There is every reason to believe, in short, that Rove and company may successfully keep control of reality within the United States for the next two and a half years, unless we suffer an unmistakable catastrophe. Reality, however, is threatening the position of the United States, if not the Administration itself, on several fronts. Recent statements from the American military leadership in Baghdad stress that violence among Iraqis will stop only if they want it to stop, which sounds like the first step towards washing our hands of the civil war that was the inevitable result of the invasion. The Army and Marine Corps simply cannot sustain their current force levels in Iraq much longer. More importantly, the utter fiasco of the Administration’s attempt to orchestrate the “birth pangs of a new Middle East” is obvious to the entire world. “We would like to return to the old Middle East,” Saudi Foreign Minister Saud al-Faisal has just remarked, “because we don’t see anything in the new Middle East apart from more problems.” Story after story reports that the Israel-Hezbollah conflict has marginalized moderates all over the Arab world. Russia’s President Vladimir Putin commented at the G-8 meeting that Russia was not going to participate in a Holy Alliance or Crusade, a remark which National Security Adviser Stephen Hadley said he found puzzling. (That is one of the basic principles of Bush Administration foreign policy talk: use language that suggests no one but an evil terrorist could possibly have a disagreement with the United States.) But as a new poll shows that more than half of the American people (a substantial increase during the last year) believe that Saddam Hussein had WMD in 2002, one wonders whether foreign reality will, indeed, penetrate the curtain that has been drawn around the U.S.
1 comment:
"Karl Rove, but this has never been confirmed—told Ron Suskind that he, Suskind, belonged to “the reality-based community,” which habitually analyzed the day’s events carefully and judiciously to reach a reasonable conclusion. “But we’re an empire now,” the official said, “and we create our own reality.” Some months after that, I heard indirectly that Rove had told a reporter that the truth was what he said it was, and that if he could convince 51% of the American people he was right that was all that mattered"
Hello David,
I might suggest that perhaps such a thing has not been confirmed because in reality, Rove never made such a statement ( a catchy line like that would bear repeating). Just like Rove was not the widely assumed central villain in the Plame drama.

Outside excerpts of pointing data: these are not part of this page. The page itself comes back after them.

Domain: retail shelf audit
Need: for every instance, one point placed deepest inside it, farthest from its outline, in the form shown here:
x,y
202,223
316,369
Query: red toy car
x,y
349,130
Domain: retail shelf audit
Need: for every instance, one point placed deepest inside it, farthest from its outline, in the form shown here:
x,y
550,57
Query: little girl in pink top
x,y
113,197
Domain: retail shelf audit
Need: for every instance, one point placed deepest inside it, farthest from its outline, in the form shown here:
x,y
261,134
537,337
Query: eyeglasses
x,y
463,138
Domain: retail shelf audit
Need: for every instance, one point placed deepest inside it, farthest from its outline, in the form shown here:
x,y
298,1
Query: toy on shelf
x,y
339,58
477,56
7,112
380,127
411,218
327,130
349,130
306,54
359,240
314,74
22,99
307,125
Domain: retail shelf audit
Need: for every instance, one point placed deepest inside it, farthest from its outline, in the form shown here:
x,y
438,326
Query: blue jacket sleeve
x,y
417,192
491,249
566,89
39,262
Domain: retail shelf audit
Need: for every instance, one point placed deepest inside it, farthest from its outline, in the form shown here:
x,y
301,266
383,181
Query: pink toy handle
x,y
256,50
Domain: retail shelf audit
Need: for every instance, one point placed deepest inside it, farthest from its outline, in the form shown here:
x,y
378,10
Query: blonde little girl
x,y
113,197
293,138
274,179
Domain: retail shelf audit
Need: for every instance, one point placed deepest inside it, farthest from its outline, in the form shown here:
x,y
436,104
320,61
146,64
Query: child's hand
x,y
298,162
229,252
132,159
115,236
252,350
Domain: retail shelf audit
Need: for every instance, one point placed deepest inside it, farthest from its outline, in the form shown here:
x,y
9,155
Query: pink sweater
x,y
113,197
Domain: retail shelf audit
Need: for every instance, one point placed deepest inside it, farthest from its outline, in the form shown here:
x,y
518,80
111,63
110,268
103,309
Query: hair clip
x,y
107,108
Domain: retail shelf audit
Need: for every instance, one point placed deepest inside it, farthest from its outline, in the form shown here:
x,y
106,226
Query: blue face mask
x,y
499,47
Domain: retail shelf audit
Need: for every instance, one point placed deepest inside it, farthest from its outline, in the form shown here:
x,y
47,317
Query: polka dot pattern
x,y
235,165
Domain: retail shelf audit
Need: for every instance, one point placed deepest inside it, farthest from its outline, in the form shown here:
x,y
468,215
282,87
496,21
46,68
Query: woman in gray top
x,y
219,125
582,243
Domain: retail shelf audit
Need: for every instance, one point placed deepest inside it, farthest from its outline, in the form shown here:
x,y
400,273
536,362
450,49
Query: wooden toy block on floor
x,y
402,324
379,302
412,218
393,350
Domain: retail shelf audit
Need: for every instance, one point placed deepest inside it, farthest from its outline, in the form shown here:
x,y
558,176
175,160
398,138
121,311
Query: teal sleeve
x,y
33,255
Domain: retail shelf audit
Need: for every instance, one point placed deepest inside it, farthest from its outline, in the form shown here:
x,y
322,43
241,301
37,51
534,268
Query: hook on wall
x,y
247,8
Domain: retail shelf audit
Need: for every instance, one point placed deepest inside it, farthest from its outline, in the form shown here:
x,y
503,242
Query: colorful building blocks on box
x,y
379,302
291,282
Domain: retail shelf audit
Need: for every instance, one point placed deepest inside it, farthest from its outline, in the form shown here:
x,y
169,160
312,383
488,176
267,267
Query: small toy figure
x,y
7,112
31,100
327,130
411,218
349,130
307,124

If for no other reason than Rove's operational worldview in dealing with the media, I have difficulty imagining him making that kind of statement to a reporter, even off the record, particularly if Rove believed it to be true.
Reporters have been known, on occasion, to paraphrase and meld multiple anonymous sources into one representational one. Particularly after the editing process has massaged their story.